Plants too respond quickly, especially those growing in woodland since they have to complete their flowering cycle before the canopy closes in. But they need to be cautious too – a hard frost is a serious threat if you’re in a vulnerable spot. I was meditating on this last week on our way to lunch with a friend who lives in a remote valley beyond Oakworth. We had to pick our way along half a mile of rough track running steeply through intake pasture and woods to farmland on the valley bottom. It’s bordered by drystone walls and steep banks, and our careful pace was perfect for scrutinising the flora: at first little to see except withered scrawny grass and lichen; then the odd foxglove plant tucked flat into a wall-crevice, its rosette of felt-thick leaves just starting to fill out. Further downhill tiny nettles and shoots of cow parsley gave tentative promise of the thick stands that will completely smother the roadsides come summer. The final hundred yards of our route was more sheltered and here foxglove leaves stood up a proud eight inches or so, nettles were six inches tall and there was even a patch of shiny wild arum leaves catching the sun. Then – our friend’s south-facing garden – and great clumps of wild primroses in full flower – what a greeting!

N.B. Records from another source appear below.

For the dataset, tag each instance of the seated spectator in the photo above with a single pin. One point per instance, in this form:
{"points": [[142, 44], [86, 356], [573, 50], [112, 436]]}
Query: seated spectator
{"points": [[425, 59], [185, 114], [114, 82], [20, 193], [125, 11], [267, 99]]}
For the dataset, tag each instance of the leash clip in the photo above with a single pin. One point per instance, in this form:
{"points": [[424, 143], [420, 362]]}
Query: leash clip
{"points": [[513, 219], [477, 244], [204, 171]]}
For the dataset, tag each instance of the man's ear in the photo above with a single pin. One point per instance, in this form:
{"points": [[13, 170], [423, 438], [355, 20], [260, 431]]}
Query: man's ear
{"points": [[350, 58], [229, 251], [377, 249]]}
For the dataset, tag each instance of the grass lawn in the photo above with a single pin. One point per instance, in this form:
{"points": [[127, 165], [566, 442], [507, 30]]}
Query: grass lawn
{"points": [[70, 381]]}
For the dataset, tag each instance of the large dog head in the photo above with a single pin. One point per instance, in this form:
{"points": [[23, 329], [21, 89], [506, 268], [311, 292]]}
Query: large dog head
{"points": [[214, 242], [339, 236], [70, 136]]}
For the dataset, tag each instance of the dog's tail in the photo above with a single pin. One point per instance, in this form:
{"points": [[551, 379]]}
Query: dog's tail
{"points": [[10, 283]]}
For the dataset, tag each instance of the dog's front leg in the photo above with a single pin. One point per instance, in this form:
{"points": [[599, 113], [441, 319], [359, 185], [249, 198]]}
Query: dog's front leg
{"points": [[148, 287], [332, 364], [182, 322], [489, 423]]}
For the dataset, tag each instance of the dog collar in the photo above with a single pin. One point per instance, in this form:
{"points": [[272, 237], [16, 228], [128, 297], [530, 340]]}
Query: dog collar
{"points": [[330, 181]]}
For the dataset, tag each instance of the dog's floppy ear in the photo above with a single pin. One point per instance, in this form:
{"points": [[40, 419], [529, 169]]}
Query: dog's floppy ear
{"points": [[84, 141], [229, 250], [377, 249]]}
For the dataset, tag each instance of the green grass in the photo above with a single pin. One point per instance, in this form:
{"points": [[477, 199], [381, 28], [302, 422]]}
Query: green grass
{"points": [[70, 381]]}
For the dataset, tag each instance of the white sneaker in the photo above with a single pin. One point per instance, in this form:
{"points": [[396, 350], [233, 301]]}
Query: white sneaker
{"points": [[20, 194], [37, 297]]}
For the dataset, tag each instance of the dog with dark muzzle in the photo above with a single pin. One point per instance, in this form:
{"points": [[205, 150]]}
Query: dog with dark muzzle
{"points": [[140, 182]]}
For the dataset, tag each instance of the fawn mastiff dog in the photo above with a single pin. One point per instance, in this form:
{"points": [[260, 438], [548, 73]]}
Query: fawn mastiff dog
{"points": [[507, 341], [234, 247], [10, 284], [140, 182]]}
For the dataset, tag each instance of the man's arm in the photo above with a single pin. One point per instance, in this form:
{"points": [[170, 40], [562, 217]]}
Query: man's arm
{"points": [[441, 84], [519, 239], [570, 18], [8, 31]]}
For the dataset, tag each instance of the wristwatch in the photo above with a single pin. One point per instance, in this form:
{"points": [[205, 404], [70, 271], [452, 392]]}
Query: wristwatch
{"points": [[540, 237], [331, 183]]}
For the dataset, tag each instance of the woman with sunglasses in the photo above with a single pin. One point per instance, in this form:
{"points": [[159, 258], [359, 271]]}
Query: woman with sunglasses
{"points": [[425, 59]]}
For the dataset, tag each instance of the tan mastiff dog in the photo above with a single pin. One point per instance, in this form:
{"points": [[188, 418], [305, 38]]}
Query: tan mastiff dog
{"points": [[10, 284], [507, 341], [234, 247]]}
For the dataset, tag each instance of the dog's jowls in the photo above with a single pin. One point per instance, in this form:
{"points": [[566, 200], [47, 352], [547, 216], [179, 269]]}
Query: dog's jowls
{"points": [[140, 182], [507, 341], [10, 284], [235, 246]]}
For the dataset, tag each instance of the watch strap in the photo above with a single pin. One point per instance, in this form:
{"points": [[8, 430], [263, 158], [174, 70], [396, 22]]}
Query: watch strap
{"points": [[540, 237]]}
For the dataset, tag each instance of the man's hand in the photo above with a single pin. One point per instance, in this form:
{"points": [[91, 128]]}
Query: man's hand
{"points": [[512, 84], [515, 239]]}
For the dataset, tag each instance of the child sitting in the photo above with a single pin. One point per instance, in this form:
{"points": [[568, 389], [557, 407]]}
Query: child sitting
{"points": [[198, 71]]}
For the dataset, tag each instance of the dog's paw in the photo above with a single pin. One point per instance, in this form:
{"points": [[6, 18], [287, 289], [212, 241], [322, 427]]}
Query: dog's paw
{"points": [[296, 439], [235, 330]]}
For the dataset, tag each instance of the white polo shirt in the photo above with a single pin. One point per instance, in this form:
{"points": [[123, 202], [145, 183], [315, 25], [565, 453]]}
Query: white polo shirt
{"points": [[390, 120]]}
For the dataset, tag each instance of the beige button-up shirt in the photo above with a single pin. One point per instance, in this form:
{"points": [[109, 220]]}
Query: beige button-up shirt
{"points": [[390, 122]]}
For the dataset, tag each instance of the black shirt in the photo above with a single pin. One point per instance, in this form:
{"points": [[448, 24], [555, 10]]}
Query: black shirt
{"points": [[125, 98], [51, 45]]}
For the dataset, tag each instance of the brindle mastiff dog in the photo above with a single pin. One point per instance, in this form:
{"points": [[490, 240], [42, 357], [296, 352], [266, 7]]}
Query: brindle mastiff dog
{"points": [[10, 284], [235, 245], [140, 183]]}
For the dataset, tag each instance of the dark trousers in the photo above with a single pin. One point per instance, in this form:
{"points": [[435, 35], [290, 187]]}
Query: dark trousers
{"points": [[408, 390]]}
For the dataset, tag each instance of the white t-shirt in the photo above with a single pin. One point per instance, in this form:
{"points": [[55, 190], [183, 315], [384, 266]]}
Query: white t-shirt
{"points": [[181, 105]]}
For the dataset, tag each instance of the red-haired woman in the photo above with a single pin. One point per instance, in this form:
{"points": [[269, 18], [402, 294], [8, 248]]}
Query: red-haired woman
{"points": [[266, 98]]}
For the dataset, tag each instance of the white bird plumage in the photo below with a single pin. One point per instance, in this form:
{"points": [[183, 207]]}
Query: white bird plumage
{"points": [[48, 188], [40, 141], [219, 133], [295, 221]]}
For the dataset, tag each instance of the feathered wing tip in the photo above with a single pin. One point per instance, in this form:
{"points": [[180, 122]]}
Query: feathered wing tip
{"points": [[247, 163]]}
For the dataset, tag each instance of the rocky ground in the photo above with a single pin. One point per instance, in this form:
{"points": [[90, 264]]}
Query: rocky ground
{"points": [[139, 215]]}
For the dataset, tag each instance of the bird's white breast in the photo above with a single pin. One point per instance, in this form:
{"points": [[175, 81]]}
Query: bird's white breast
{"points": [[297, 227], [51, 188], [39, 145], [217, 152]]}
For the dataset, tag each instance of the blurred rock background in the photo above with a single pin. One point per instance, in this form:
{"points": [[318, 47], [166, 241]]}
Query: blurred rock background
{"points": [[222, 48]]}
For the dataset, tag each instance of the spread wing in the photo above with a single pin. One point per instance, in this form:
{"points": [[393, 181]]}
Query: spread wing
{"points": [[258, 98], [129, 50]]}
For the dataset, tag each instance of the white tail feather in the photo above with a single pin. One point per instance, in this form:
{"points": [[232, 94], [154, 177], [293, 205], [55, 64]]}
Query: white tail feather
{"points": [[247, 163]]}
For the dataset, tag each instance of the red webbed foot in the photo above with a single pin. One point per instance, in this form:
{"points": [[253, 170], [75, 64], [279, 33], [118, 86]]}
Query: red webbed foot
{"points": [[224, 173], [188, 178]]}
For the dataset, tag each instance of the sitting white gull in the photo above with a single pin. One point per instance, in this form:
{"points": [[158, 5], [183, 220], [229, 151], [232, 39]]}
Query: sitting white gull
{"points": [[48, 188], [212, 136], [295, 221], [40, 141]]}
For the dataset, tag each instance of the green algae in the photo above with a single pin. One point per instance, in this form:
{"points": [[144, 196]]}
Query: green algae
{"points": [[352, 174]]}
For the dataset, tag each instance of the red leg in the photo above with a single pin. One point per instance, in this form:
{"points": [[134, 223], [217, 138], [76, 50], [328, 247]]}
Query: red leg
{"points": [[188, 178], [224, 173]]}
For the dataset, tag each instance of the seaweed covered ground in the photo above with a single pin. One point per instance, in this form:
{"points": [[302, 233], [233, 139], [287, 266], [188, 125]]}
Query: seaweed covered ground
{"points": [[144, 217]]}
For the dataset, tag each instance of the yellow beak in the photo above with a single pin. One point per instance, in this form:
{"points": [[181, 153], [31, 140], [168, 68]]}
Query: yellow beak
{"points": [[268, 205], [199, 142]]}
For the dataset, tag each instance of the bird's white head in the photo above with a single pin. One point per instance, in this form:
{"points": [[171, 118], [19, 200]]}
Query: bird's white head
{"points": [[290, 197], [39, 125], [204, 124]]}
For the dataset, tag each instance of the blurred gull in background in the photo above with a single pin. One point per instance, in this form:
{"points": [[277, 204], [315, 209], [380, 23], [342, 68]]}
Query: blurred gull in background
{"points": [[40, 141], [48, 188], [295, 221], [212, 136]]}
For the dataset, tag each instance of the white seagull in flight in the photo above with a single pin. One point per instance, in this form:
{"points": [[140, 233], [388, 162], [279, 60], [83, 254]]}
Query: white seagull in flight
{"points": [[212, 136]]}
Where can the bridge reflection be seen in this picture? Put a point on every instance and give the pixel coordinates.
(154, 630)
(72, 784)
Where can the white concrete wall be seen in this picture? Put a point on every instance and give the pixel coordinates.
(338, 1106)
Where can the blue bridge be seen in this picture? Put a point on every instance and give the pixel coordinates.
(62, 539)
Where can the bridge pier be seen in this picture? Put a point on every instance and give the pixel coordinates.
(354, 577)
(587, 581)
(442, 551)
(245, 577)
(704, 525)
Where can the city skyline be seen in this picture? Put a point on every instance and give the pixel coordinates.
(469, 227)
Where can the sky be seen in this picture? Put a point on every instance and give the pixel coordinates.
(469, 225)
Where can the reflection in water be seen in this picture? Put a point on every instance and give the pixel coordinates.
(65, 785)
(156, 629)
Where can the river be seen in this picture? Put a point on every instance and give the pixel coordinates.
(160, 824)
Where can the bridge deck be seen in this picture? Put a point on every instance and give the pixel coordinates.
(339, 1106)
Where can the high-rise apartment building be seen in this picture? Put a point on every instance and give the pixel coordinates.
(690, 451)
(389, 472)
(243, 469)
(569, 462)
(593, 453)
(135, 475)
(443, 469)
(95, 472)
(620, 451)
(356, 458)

As we sat enjoying a reviving drink I looked out across the valley to the opposite hillside where a single tree stood in a winter-bleached pasture: a hawthorn or rowan perhaps, its underside boughs trimmed by cattle so it was the lollypop shape of a tree in a child’s drawing. It stood on a circle of brilliant emerald grass, quite different from the rest of the field. Perhaps there was a damp flush here or perhaps sheltering stock had dunged the ground under its branches. It would take a long steep walk to investigate, one beyond my capacity on a winter afternoon, but it was another indication of what every gardener knows, the importance of situation.